At this point I would recommend skipping C++ for a newbie. There is no compelling reason for it anymore. The pay scale compared to Java & C# isn't worth it, and the pain of dealing with it's quirks is not a path I recommend for anyone who is not a masochist.
Sadly, the language has devolved to monstrous levels of complexity. The learning curve for that language and the use cases for it will probably never lead to a higher paying career than the same amount of time spent on Java & C# will.
I have yet to see anything done in C++ in the last 10 years that in my opinion couldn't have been better done with either Java, Go or C. Pretty sure bitshares itself is written in C++ though, so if you want to contribute to the core and become an actual core dev. You will probably need to gain C++ skills in the long run. However the BTS project is probably big enough now that I'm not sure they really need more core devs. But they might want to chime in on that.
Python is a good control language, i.e. for scripting other stuff, but I personally don't feel much love for it. Lua seems to be smaller and faster in the rare cases where I just need to bind quickly and expose scripting to something.
The other use cases for Python seem to be getting sucked up by Javascript especially with the release of Nashorn.
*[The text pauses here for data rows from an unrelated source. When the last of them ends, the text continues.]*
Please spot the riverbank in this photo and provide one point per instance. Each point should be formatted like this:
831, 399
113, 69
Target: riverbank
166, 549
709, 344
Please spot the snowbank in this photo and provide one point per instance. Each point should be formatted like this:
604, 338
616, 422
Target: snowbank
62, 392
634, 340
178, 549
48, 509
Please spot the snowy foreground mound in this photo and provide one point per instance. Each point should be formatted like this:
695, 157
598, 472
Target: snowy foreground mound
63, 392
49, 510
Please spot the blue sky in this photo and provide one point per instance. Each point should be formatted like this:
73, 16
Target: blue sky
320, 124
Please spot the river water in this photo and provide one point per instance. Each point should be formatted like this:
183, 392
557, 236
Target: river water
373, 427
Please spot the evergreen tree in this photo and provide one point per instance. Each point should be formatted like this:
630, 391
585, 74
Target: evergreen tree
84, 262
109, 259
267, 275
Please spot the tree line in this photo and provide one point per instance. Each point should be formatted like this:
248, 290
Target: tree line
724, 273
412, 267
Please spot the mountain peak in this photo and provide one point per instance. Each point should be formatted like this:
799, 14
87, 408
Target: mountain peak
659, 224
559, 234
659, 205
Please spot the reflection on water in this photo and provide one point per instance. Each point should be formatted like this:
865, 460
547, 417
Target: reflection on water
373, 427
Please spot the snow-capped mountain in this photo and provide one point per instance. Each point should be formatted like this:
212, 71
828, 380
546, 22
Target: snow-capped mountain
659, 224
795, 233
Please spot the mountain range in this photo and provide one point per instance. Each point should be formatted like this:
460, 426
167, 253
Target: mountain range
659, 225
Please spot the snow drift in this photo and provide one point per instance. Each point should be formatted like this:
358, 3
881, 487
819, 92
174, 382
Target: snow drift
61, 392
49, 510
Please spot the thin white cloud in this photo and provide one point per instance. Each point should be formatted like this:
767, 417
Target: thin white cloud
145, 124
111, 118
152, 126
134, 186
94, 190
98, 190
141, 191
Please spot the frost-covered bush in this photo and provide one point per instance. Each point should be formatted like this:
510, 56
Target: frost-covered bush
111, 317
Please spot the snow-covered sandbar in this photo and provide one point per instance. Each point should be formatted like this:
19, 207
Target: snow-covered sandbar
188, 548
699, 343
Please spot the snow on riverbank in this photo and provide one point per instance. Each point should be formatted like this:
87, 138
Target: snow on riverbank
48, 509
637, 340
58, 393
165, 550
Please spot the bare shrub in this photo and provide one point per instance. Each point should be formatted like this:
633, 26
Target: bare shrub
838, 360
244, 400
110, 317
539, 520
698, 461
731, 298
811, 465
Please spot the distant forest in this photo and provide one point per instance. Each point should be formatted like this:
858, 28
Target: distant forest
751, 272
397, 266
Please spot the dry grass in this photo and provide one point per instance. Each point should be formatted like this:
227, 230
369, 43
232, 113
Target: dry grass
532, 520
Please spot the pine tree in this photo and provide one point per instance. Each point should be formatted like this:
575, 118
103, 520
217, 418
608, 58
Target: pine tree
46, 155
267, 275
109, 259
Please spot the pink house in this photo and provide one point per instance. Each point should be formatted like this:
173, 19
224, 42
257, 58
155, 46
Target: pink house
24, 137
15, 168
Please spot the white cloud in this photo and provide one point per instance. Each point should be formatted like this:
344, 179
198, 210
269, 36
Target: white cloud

Which honestly a few years ago I would have probably just marched you out the door for wanting to get people already confused with Java & Javascript. Avatar stack is proving me wrong though.
Golang has removed all the use cases I would have had for a Python/C stack except driver development and bit banging, both of which are really rare anymore anyways.
Avoid Perl, PHP unless you have a compelling reason to learn them such as supporting a legacy code base.
PHP has been making strides lately, but I've seen too many people bitten by it's absolutely shitty security track record and the fact that despite the documentation being excellent, the sample code still shows you the absolute least secure way of doing things.
Yet in our case the company website is built on top of PHP/Wordpress. However we don't put anything mission critical there either.
Still that was never my call.
If you're interested in your first shot as a dev, drop me a PM. I've got enough space to mentor one more complete newbie coder and I'll be honest you sound to me like you probably have competency already and just aren't sure of direction and/or lack confidence. Let me know.